У неё не было подруг. Девчонки смеялись над ней за то, что дочь столь восхитительной женщины, законодательницы трендов не имела собственного стиля, не интересовалась модой и никогда не рисковала.
Приезжая к ней в выходные, мать тоже смотрела с укором. Опять грызёшь ногти, забыла помыть голову, комендант ограничил количество горячей воды на человека, но другие девочки как-то умудряются оставаться с чистой. Бегают с горячими кастрюлями после отбоя, завиваются на бигуди, красят ногти, приклеивают накладные, подкладывают в майки вату, а ты Клео?
Почему ты не можешь стать весёлой? Почему не можешь стать беззаботной? Почему ты такая серьёзная, почему если вырвать тебя из забытья книг, ты всё ещё продолжаешь беззвучно нашёптывать выученные
Почему не хочешь читать мой журнал? Почему не бежишь ко мне, умоляя об объятии?

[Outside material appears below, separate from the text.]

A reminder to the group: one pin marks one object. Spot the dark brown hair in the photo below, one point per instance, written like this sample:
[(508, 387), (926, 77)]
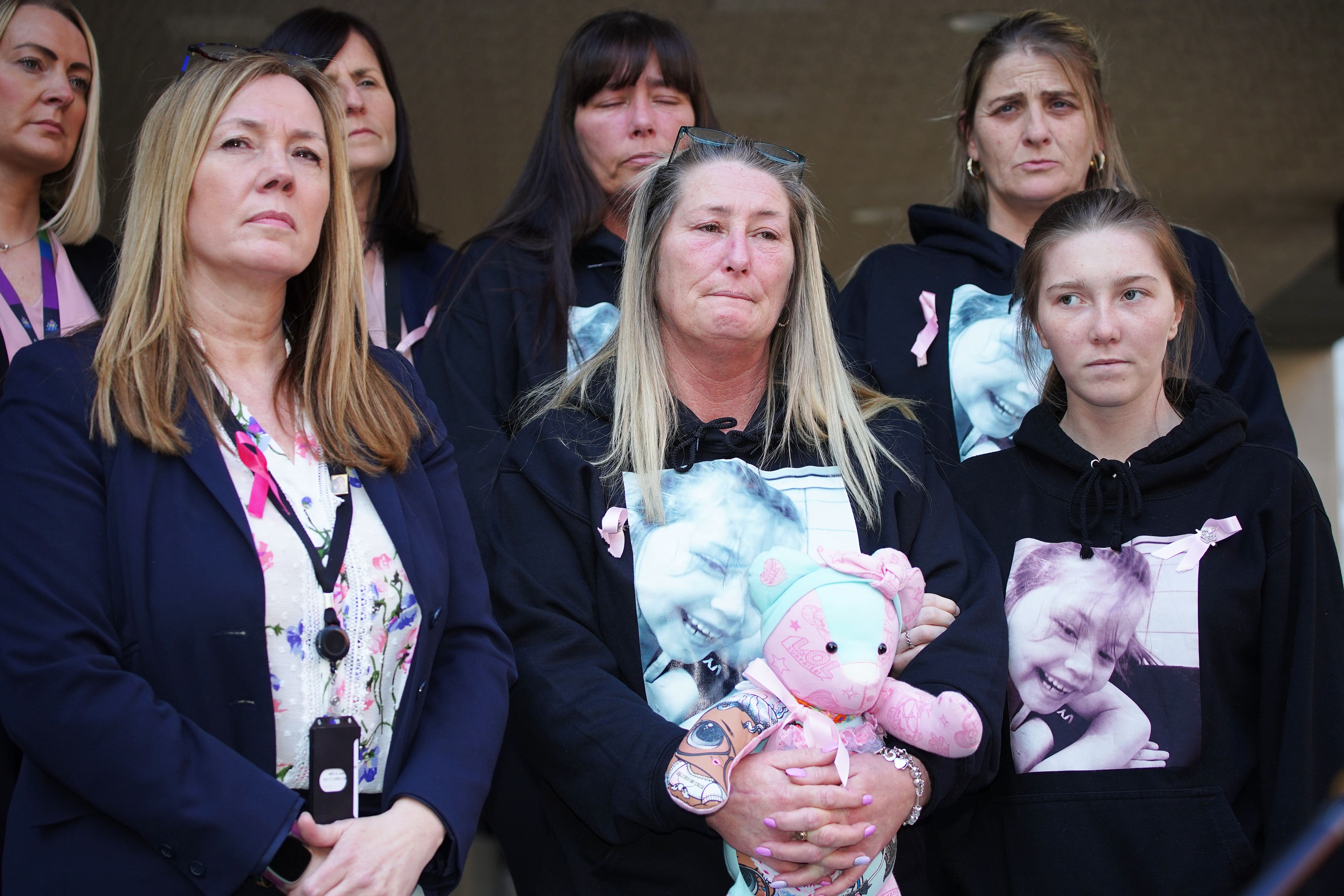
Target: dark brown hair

Почему не приклоняешься перед моими величием и не слушаешь меня с таким же трепетом, с каким это делают твои соседки по комнате?
Почему ты не можешь быть общительной? Почему не можешь сделать вид, что ты общительная? Надень маску улыбки, добавь немного красноречия в виде румян, спрячь глаза за лживыми комплиментами, и вот оно.
Новая ты. Копия и гордость своей матери.
– А быстрее нельзя? – голос Рассела вырывает Клео из раздумий.
Она видит, как напрягаются плечи водителя, как его руки отчаянно цепляются за руль и, кажется, что даже сквозь чёрные перчатки видно, как его ногти побелели.
– Туман сэр. Я почти ничего не вижу.
В клубах серого, не прозрачного дымного тумана, Клео видит огни проезжающих машин. Слабые отблески номеров и чистых стёкол, среди которых теряются силуэты проезжающих людей.
Будь её воля, она бы никогда сюда не приезжала. Оставила бы Эвелин записку о том, что ненавидит это место.
Ненавидит туман, погоду, их дом, свои воспоминания, свою мать.
Прижав ладонь к шее, девушка поправляет воротник, отчаянно цепляясь за попытки забыть об уродливых синяках, искажающих кожу.
Мама их не заметит, даже если Клео пройдётся перед ней голой.
В их отношениях разговаривает Рассел. Клео лишь не удачное дополнение к его амплуа идеального мужчины.
Проведя рукой по волосам, Рассел как бы невзначай проверяет, не выбилась ли прядь из старательно измазанной гелем причёски.
Орлиный профиль устремлён вперёд, кажется ещё секунда, он расправит крылья, выбросит на свободу когти и утащит Клео в своё гнездо, как убитую голубку.
– Ненавижу опаздывать, время – деньги, - вцепившись в телефон, Рассел водит пальцами по экрану так быстро, что страницы практически молниеносно сменяют друг друга.
Фотография матери Клео. С шумом сглотнув, девушка уводит взгляд, в сторону старательно делая вид, что мать сейчас не звонит её жениху.
– Эвелин, я прошу прощения, мы опаздываем, шофёр ссылается на туман, - в ответ радостное щебетание, через мгновенье Рассел разражается смехом, старательно кивая, будто Эвелин его видит, он водит рукой по мягкой коже сиденья. – Да, конечно. Вы знаете, я этого не люблю… да, хорошо, жду с нетерпением.
Рассел позволяет ей отключиться первой, Клео слышит слабый короткий гудок прежде, чем Рассел ставит телефон на блокировку и кладёт в карман плаща.
Сшитый на заказ, в собрании идеальных оттенков чёрного и совершенной ткани.
Рассел ведь был неприемлем к посредственности. И как только он согласился быть с Клео? Эвелин ведь считала её самой посредственной из всех посредственностей, судя по её разговору с Джейми.
Теперь в каждом слове матери Клео ловила подоплёку. Ей казалось, что за каждой улыбкой кроется оскал, что за каждым ласковым словом прячется оскорбление, а за каждым ласковым взглядом скрывается маска, полная безразличия.